No ABC Paulista, o Mercado Pronto também faz parte desse movimento. Atualmente, a rede trabalha com diferentes escalas, entre elas 5x2, 6x1 e jornadas flexíveis em áreas específicas. Segundo Daiana Dos Santos Alves, coordenadora de RH da empresa, a decisão de revisar os modelos de trabalho foi motivada por fatores que vão além da operação. "A adoção de novos modelos de trabalho teve como principal objetivo aumentar a eficiência operacional, melhorar a qualidade de vida dos colaboradores e fortalecer a atração e retenção de talentos", salienta.

A definição das novas escalas levou em consideração indicadores operacionais, demandas das equipes e a legislação trabalhista. O projeto começou pelas áreas de reposição, separação de mercadorias, inventário, conferência e logística, onde há maior necessidade de flexibilidade e cobertura dos horários. "O envolvimento das lideranças e a escuta dos colaboradores foram fundamentais para o sucesso da implantação, permitindo ajustes rápidos e garantindo que o novo modelo atendesse tanto às necessidades da empresa quanto das equipes", afirma Daiana.

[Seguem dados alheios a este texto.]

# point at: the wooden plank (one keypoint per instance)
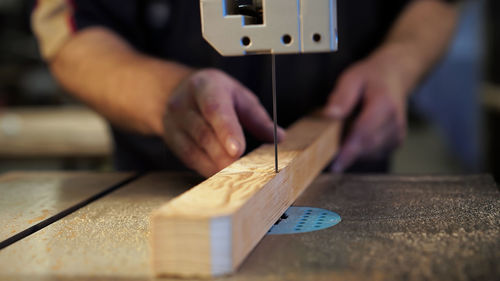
(28, 198)
(209, 230)
(53, 132)
(393, 228)
(105, 240)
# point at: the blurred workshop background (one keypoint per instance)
(454, 115)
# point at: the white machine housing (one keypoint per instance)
(286, 27)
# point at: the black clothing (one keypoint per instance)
(171, 29)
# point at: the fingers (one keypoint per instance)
(254, 117)
(217, 107)
(346, 94)
(202, 134)
(189, 152)
(372, 132)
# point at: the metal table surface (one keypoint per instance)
(393, 228)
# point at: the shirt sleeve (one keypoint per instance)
(54, 21)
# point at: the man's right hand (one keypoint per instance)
(205, 118)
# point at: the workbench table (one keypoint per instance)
(393, 228)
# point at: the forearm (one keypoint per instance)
(418, 39)
(128, 88)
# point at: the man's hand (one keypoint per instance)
(381, 124)
(204, 119)
(382, 82)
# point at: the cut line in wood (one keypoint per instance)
(210, 229)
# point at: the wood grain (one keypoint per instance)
(105, 240)
(53, 132)
(209, 230)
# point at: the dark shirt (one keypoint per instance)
(171, 29)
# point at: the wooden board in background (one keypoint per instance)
(209, 230)
(399, 228)
(29, 198)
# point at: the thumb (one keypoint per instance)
(254, 117)
(346, 94)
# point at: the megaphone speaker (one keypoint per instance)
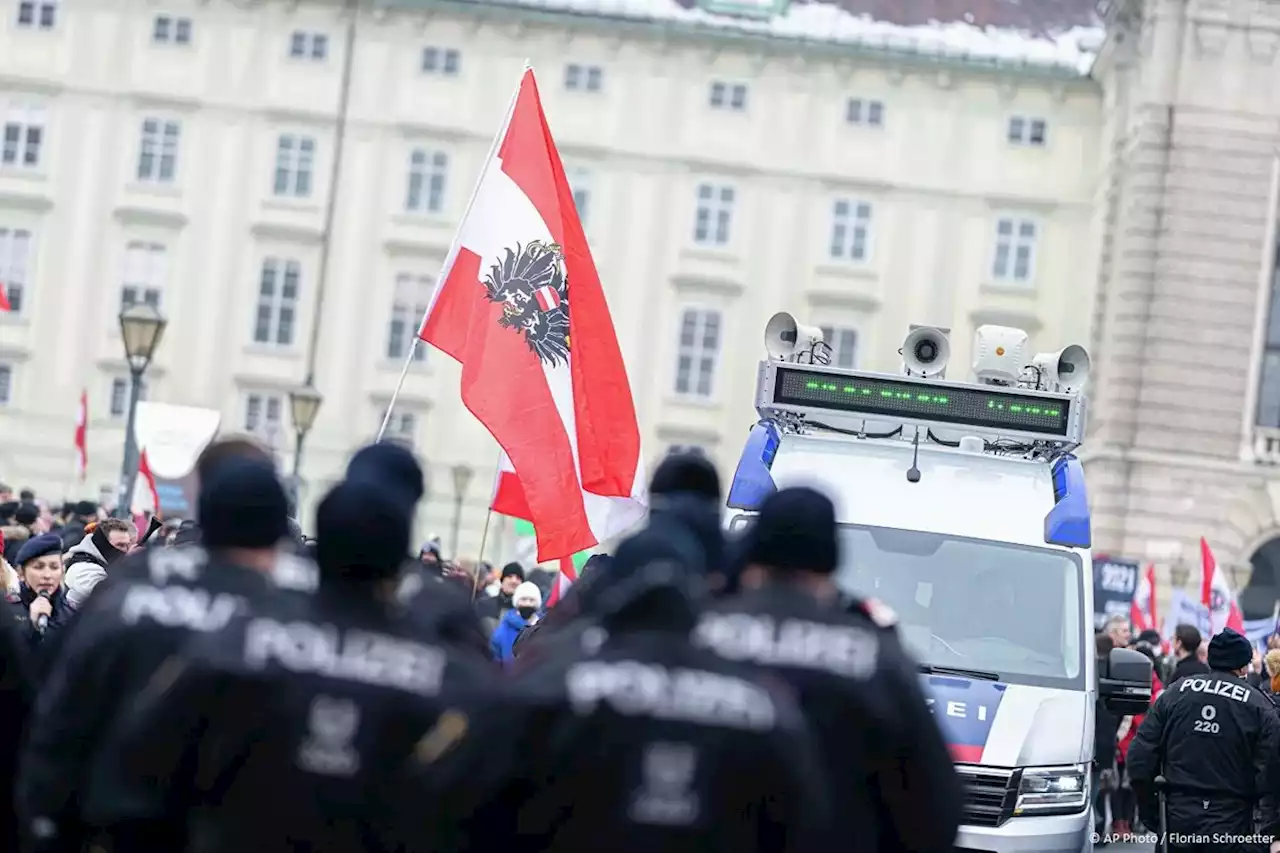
(926, 351)
(784, 337)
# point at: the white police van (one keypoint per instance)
(964, 511)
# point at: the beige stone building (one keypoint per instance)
(1185, 404)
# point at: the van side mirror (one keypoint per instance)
(1124, 682)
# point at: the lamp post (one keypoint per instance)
(461, 480)
(141, 328)
(304, 406)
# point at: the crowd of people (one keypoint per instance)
(1217, 762)
(228, 685)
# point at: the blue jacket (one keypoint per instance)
(504, 637)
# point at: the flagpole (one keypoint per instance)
(484, 533)
(453, 251)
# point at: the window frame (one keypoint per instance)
(1015, 240)
(295, 165)
(718, 209)
(845, 229)
(158, 149)
(272, 309)
(696, 352)
(426, 181)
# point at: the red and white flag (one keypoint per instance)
(82, 437)
(521, 308)
(146, 500)
(1216, 594)
(1142, 609)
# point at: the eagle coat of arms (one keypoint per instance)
(529, 282)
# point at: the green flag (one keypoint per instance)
(525, 530)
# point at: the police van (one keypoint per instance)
(964, 511)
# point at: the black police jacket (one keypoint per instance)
(641, 744)
(278, 731)
(71, 763)
(1216, 740)
(883, 755)
(17, 690)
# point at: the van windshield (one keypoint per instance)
(974, 605)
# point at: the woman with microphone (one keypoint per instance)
(40, 602)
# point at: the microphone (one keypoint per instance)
(42, 620)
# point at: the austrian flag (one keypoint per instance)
(520, 305)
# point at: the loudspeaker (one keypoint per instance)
(784, 337)
(926, 351)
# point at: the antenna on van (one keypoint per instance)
(913, 474)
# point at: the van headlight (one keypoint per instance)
(1052, 790)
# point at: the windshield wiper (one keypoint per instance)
(955, 670)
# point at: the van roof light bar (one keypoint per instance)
(853, 397)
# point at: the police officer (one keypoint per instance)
(1216, 740)
(71, 766)
(302, 706)
(885, 757)
(638, 742)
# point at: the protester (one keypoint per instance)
(492, 610)
(72, 771)
(526, 601)
(41, 603)
(88, 561)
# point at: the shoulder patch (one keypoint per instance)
(880, 612)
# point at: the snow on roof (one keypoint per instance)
(1063, 46)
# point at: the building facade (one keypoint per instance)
(1187, 389)
(187, 154)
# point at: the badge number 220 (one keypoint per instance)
(1206, 724)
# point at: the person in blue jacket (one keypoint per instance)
(526, 601)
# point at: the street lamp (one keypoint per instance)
(461, 480)
(304, 406)
(141, 328)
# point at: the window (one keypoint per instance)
(1025, 131)
(1015, 250)
(714, 214)
(698, 352)
(119, 402)
(850, 229)
(426, 173)
(728, 96)
(408, 308)
(146, 268)
(295, 159)
(844, 346)
(1269, 389)
(277, 302)
(158, 150)
(309, 45)
(586, 78)
(263, 414)
(401, 428)
(37, 14)
(580, 182)
(440, 60)
(23, 137)
(16, 251)
(170, 31)
(5, 384)
(860, 112)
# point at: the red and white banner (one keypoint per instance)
(1217, 596)
(146, 500)
(82, 438)
(521, 308)
(1142, 610)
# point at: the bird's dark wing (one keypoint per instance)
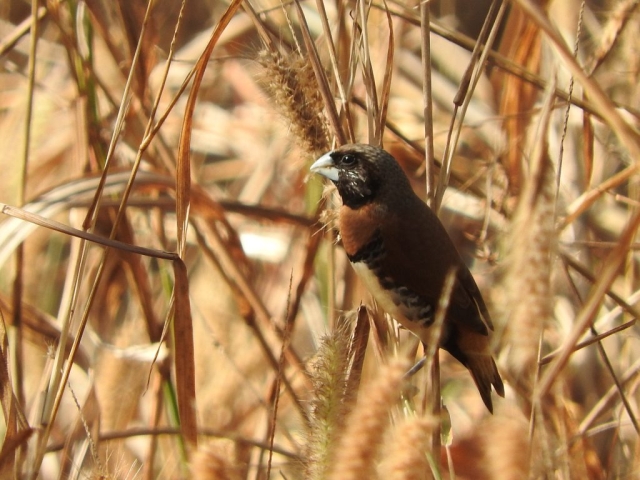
(419, 255)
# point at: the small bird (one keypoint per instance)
(402, 253)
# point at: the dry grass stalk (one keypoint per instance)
(215, 461)
(356, 453)
(506, 446)
(292, 86)
(239, 174)
(531, 246)
(328, 403)
(406, 456)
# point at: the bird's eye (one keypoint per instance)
(348, 160)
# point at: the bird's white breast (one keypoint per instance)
(385, 299)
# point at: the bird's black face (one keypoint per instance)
(354, 172)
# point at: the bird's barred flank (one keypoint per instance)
(402, 252)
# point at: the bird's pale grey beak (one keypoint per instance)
(325, 166)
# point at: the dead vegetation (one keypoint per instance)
(174, 300)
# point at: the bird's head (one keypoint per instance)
(362, 173)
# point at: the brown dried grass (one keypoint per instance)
(173, 292)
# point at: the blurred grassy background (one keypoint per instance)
(213, 361)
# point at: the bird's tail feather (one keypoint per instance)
(485, 373)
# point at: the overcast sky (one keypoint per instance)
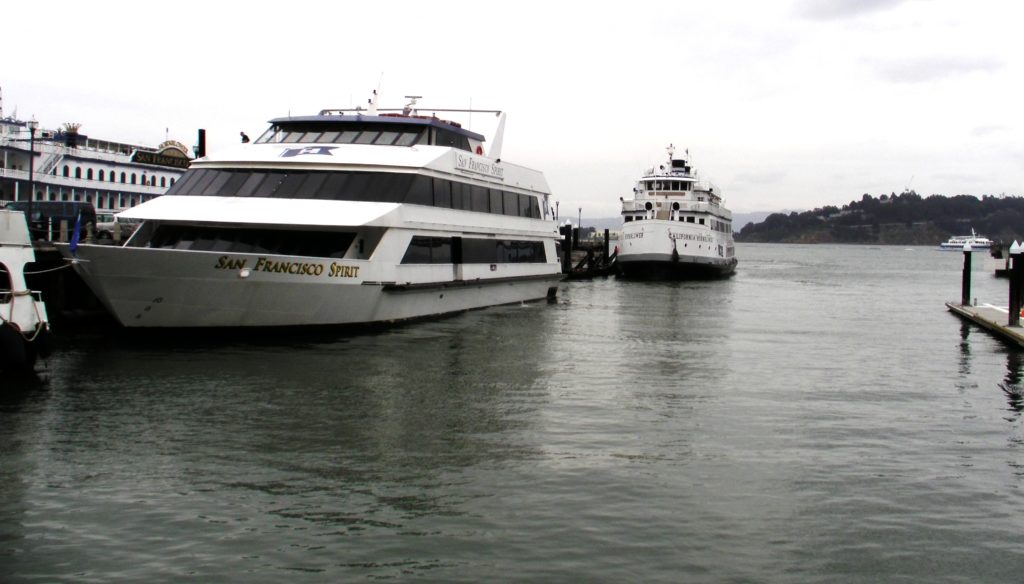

Os resultados observados pela rede incluem redução do turnover e do absenteísmo, aumento da satisfação dos colaboradores, maior produtividade, diminuição das horas extras e melhor organização das operações. A implementação também exigiu revisão dos processos internos, adequação do controle de jornada e capacitação das lideranças para administrar o novo formato.

Na avaliação da ABRH Brasil (Associação Brasileira de Recursos Humanos), a mudança nas jornadas reflete uma transformação mais ampla no mercado de trabalho. Segundo Marcia Constantini, diretora de Diálogo Social e Relações do Trabalho da entidade, os profissionais passaram a atribuir maior valor ao equilíbrio entre vida pessoal e carreira. "Hoje, as pessoas valorizam muito mais qualidade de vida, equilíbrio entre trabalho e vida pessoal e horários mais previsíveis. Por isso, modelos tradicionais do varejo, como a escala 6x1, passaram a ser cada vez mais questionados."

Para a especialista, a jornada de trabalho deixou de ser apenas uma questão operacional e passou a influenciar diretamente a competitividade das empresas na disputa por mão de obra. "A flexibilidade deixou de ser apenas um diferencial e passou a ser um fator importante na escolha de uma vaga. Muitos profissionais consideram a jornada de trabalho tão relevante quanto salário e benefícios", destaca.

Embora a escala 6x1 ainda seja amplamente utilizada por garantir cobertura em operações que funcionam diariamente, modelos como o 5x2 vêm ganhando espaço, especialmente em mercados mais competitivos. Também existem experiências com jornadas 12x36 e escalas alternadas em setores específicos, sempre adaptadas às características de cada operação. Especialistas apontam que não existe um formato único para todo o varejo, mas uma tendência de maior flexibilização das jornadas para conciliar eficiência operacional, qualidade de vida e capacidade de atração e retenção de talentos.